How Will Cameron James Keep My Kimberly-Clark Pension Transfer on Track?

At Cameron James, your Kimberly-Clark pension transfer is proactively managed by our dedicated Transfer Team, a specialist department focused exclusively on keeping your transfer moving efficiently and without delay.

Once your paperwork is submitted, our team contacts the Kimberly-Clark scheme every 3–5 working days to check on progress and ensure timelines are being met. You’ll also receive bi-weekly updates, so you're never left wondering where things stand.

Our Transfer Team operates Monday to Friday, 8am–5pm, and has direct experience dealing with Kimberly-Clark administrators. They know the scheme’s expected service standards and hold them accountable. If things fall behind or delays occur, our team escalates the matter directly, and when appropriate, will submit a formal complaint to recover compensation for avoidable hold-ups.

Because we’ve worked with Kimberly-Clark before, we already understand their internal documentation and communication structure. That insight helps us anticipate bottlenecks and reduce unnecessary back-and-forth, ensuring your transfer progresses smoothly and without surprises.

How Long Do Kimberly-Clark Pension Transfers Take with Cameron James?

We believe Cameron James is among the fastest firms in the UK when it comes to Defined Benefit (DB) and Defined Contribution (DC) pension transfers, and our experience with the Kimberly-Clark scheme supports that claim.

From our own internal records and feedback from administrators, we've consistently received praise for the accuracy and completeness of our documentation. Our team handles a high volume of transfers every week, so we’re highly familiar with the Kimberly-Clark forms, procedures, and likely follow-up requests.

In the real-life case study mentioned earlier, we completed a Kimberly-Clark DB pension transfer in just over 7 months, a timeline that would likely have stretched to 12 months or more without our streamlined processes.

Our internal structure also contributes to our efficiency: instead of a single person handling everything, we operate in specialised teams, IFAs, compliance, paraplanning, and transfers, each focused on their area of expertise.

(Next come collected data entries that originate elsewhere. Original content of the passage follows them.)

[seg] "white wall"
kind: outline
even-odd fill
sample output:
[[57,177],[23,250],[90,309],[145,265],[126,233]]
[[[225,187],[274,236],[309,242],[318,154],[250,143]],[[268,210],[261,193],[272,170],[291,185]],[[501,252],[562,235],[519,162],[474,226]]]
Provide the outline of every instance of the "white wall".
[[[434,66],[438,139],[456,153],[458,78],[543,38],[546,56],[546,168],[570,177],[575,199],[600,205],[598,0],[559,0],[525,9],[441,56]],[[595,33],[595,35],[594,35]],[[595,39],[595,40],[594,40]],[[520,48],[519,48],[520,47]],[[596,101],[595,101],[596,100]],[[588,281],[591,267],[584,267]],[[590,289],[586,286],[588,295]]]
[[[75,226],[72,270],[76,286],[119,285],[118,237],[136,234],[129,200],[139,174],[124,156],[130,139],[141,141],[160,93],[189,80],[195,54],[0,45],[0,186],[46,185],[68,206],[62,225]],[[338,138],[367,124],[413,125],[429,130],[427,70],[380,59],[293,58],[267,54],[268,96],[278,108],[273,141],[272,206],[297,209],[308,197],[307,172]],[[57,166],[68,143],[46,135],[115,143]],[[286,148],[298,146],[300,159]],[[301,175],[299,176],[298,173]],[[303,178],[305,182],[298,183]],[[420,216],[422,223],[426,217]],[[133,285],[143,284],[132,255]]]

This ensures accuracy and speed at every stage of your transfer.

⚠️ Important: While we manage the transfer process and liaise directly with Kimberly-Clark on your behalf, all DB transfer suitability advice is conducted independently by an FCA-regulated Pension Transfer Specialist in line with UK regulatory requirements.

Why Doesn’t a Kimberly-Clark DB Transfer Happen in Days?

Seven months might sound like a long time, but with Defined Benefit pension transfers, especially those over £30,000, every step is subject to strict Financial Conduct Authority (FCA) regulation to protect you from poor decisions and pension scams.

Under UK law, no DB transfer can proceed until a regulated 3rd Party Pension Transfer Specialist has assessed your full financial picture, completed a formal suitability analysis, and issued a written report confirming whether transferring out is in your best interest.

While this may feel slow, it’s there for a reason: to protect you from unknowingly giving up guaranteed lifetime income, inflation protection, and valuable dependent benefits. Cases like the British Steel Pension Scheme scandal show the real risks of misadvised transfers, where members lost their guaranteed income, and advisers collected substantial commissions (Reuters, 2023).

At Cameron James, we take a cooperative approach. We work with Kimberly-Clark, not against them, submitting structured, accurate, and regulator-compliant transfer packs that match their internal processes and reduce delays.

Think of it like submitting a university assignment, two students may have the same facts, but the one who presents their case clearly and logically gets the higher grade. Likewise, our well-prepared transfer documentation improves your chances of a faster approval.

With over a decade of experience and direct insight from our CEO and Transfer Team, we know how and when to present the right information to Kimberly-Clark, helping you get the clarity and control you need over your pension.